Since World War II, magpie numbers have increased. Their numbers trebled from 1970 to 1990, since when they have become more stable. Urban and suburban magpies increased much faster than rural populations. In towns they are not persecuted; there is more food available; magpies will nest close to people, which protects their nests from crows, and they can breed earlier in the year because towns are warmer than the surrounding countryside. Urban magpies will use artificial nest sites and nest materials, and will take food from bird tables, sometimes storing it in man-made structures such as gutters and eaves.

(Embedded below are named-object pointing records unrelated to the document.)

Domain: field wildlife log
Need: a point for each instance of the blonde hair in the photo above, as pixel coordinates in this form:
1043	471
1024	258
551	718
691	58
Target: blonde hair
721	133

Factors that normally limit magpie populations are lack of nesting territories and high mortality of young birds. In many areas which have been studies, the breeding population is stable but the non-breeding flocks are increasing.

Magpies and Songbirds

Most British members of the crow family (including magpies) will take eggs and nestlings. This can be upsetting to witness but it is completely natural. However, some people are concerned that there may be a long-term effect on songbird populations.

Many of the UKs commonest songbirds have declined during the last 25 years, at a time when populations of magpies increased. Studies to date have found that songbird numbers were no different in places where there were many magpies or sparrowhawks from where there are few. It found no evidence that increased numbers of magpies have caused declines in songbirds and confirms that populations of prey species are not determined by the numbers of their predators. It is the availability of food and suitable places in which to nest that decide the population. Other factors such as intensive farming, changes from spring to autumn sowing and the increase in the use of agricultural chemicals which have reduced the amount of insects and weed seeds available for songbirds to eat are all thought to have contributed towards the decline. Other changes, including the removal of hedgerows which are used for nesting, roosting and feeding sites by some birds, have probably also played a part in the severe declines in many of our farmland species.

Legal status

Magpies are fully protected by the European Union Birds Directive. The UK Government has derogated (made an exception) from the Directive in relation to control of magpies. Under annual general licence issued under the Wildlife and Countryside Act 1981 (for which it is not necessary to apply individually), magpies may be killed or taken by authorised persons, using permitted methods, for the purposes of:

  • preventing serious damage to agricultural crops or livestock
  • preserving public health/air safety
  • conserving wild birds.

An authorised person is a landowner or occupier, or someone acting with the landowners or occupiers permission.